Businesses big and small are testing out generative AI for a wide variety of purposes. AI assistants can help employees work more efficiently. AI coding tools can boost programmer productivity; AI chatbots can handle customer service tasks. Back-office processes can be automated by AI agents. The list goes on.

The only problem is that many of these projects aren't delivering results. A recent report from MIT found that an incredible 95% of generative AI pilots initiated by businesses failed to produce positive results. It's not that AI technology isn't useful -- it certainly is. The issue is that businesses seem to be struggling to translate AI investments into meaningful revenue increases or cost reductions.

AI is expensive, and if it's not producing results for a business, justifying the cost becomes impossible. As businesses start to think about returns on investment and move away from implementing AI just to keep up with the times, the immense demand for AI computing services could start to weaken. AI is useful, but it's not the answer to every problem.

For Nvidia, any slowdown in demand for its powerful data center GPUs would be a disaster for the stock. With a market capitalization above $4 trillion and a historically high price-to-sales ratio around 25, Nvidia needs to keep growing at a brisk pace. If businesses pull back on AI investments, the company's growth story would take a serious hit.

2. AI start-ups are hemorrhaging cash

The fact that so many generative AI pilots are failing is even more concerning, given the fact that AI companies, including OpenAI, are burning cash at an alarming rate. OpenAI was reportedly expecting to lose $5 billion on $3.7 billion in revenue last year. This year, the company expects to hit $20 billion in recurring revenue, but it still won't be profitable.

Even with AI companies selling their services at prices that are unsustainable, the businesses buying those services still generally aren't realizing meaningful benefits. One reason why AI companies are losing so much money is the high cost of Nvidia's GPUs. This can't go on indefinitely. OpenAI and others will need to turn a profit eventually to justify their sky-high valuations, and one path is greatly reducing the cost to train and run AI models.

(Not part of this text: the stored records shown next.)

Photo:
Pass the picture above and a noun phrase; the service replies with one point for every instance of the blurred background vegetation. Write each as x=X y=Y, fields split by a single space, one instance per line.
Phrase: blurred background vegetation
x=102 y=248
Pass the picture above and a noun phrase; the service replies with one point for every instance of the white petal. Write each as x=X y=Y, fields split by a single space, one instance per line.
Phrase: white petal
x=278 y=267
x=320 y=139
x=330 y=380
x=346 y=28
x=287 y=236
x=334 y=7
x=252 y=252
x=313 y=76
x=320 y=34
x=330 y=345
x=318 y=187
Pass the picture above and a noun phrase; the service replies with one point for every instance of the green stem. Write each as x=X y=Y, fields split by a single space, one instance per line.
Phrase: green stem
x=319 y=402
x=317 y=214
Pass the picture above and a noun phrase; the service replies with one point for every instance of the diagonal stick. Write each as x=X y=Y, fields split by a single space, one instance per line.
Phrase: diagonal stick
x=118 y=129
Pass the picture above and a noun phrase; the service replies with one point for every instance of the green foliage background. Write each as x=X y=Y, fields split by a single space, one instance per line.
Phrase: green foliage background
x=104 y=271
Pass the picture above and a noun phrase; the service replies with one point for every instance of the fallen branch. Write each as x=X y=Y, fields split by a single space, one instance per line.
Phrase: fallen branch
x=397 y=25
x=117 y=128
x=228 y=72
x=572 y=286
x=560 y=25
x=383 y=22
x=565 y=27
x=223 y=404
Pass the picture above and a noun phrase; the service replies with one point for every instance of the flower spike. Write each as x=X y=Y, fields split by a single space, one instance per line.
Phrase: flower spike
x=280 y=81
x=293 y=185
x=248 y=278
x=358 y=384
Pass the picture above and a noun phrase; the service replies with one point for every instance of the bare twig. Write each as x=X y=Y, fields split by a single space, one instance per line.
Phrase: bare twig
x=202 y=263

While Nvidia is dominant today in the AI accelerator market, lower-cost competition will eventually come for the market leader, putting pressure on its profit margins.

3. AI models may be hitting a ceiling

AI models are still improving, but gains are slowing down. OpenAI's GPT-5 AI model was hyped up by the company, with CEO Sam Altman at one point claiming it would provide PhD-level expertise. When GPT-5 finally launched, it wasn't meaningfully better than top-tier models from other providers.

There are still plenty of opportunities to apply powerful AI models to new use cases and applications, but the models themselves may be hitting a ceiling. If that's the case, Nvidia is in for a world of pain. Nvidia's growth story depends on companies being able to justify the ever-increasing cost of training AI models. If companies can't justify increasing spending on training because the output isn't meaningfully better, a big chunk of demand for Nvidia's GPUs will take a serious hit.

No matter what happens, AI will still be an extremely useful technology that will continue to find new applications. But as businesses struggle to make AI investments pay off, AI start-ups operate with heavy losses, and AI model improvements slow down, the writing is on the wall: Nvidia's best days may very well be behind it.